Joe Norris (1924-1996) is described as "the Dean of Nova Scotia folk painters" and "the Matisse of folk art". Joe spent most of his life in the small hamlet of Lower Prospect, Nova Scotia. After working in the fishing and construction trades, Joe Norris started painting when a severe heart attack forced him into early retirement in 1972. By 1975, when he was "discovered" by antique dealer Chris Huntington, he was selling paintings to local people and to the occasional tourist.
Joe's work includes painted chairs, tables and chests as well as paintings, and is found in the collections of the Art Gallery of Nova Scotia, the National Gallery of Canada, the Canadian Museum of History, and in many corporate and private art collections throughout North America.

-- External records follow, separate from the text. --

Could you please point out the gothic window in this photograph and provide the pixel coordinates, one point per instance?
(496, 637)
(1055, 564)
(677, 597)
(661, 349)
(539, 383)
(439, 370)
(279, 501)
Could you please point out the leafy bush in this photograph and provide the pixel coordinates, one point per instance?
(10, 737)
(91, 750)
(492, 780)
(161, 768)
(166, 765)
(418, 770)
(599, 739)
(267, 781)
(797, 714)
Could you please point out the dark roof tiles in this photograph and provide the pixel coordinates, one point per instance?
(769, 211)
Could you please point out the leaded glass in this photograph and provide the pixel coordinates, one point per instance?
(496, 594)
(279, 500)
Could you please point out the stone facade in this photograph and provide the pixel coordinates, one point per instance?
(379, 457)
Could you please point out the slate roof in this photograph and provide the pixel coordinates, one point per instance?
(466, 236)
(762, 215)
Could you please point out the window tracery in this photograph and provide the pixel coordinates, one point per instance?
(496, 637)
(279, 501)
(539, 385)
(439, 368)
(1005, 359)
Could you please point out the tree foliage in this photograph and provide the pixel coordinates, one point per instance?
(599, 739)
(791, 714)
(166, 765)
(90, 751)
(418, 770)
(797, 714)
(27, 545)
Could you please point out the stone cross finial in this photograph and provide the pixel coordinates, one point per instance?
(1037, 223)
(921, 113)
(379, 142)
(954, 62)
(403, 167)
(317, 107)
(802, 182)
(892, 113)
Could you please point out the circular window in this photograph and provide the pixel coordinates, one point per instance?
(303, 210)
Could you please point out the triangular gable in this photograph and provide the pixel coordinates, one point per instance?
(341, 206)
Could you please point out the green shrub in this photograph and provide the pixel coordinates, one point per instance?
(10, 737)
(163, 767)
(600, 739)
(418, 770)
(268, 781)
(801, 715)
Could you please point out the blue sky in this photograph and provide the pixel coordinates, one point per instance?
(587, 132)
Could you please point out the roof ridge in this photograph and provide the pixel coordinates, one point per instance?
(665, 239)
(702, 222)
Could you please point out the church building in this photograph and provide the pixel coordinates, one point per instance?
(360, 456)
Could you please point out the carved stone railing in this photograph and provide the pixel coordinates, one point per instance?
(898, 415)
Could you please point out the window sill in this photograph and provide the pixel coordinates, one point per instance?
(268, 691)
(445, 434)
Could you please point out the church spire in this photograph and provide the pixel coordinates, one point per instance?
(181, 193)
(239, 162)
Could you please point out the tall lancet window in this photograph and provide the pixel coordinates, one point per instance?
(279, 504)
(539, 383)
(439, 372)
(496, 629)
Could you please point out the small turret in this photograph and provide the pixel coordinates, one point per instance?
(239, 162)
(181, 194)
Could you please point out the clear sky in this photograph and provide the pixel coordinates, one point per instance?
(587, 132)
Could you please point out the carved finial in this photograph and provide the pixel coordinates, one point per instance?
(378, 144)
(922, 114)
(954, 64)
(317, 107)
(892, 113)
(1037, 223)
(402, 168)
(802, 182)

A hardcover book, Joe Norris - Painted Visions of Nova Scotia, was published in 2000, in conjunction with a retrospective of his work which toured Canada between November, 2000 and March, 2003.
Ref: Marie Ellwood, Folk Art of Nova Scotia (1976); Canadian Centre for Folk Culture Studies, From the Heart - Folk Art in Canada (1983); Kobayashi/Bird, A Compendium of Canadian Folk Artists (1985); A.G.N.S., Nova Scotia Folk Art - Canada's Cultural Heritage (1989); Art Gallery of Nova Scotia, A Life of Its Own (1997); Blake McKendry, An Illustrated Companion to Canadian Folk Art (1999) Bernard Riordon, Joe Norris: Painted Visions of Nova Scotia (2000), Bernard Riordon (Beaverbrook Gallery), Canadian Folk Art from the Collection of Susan A. Murray (2007).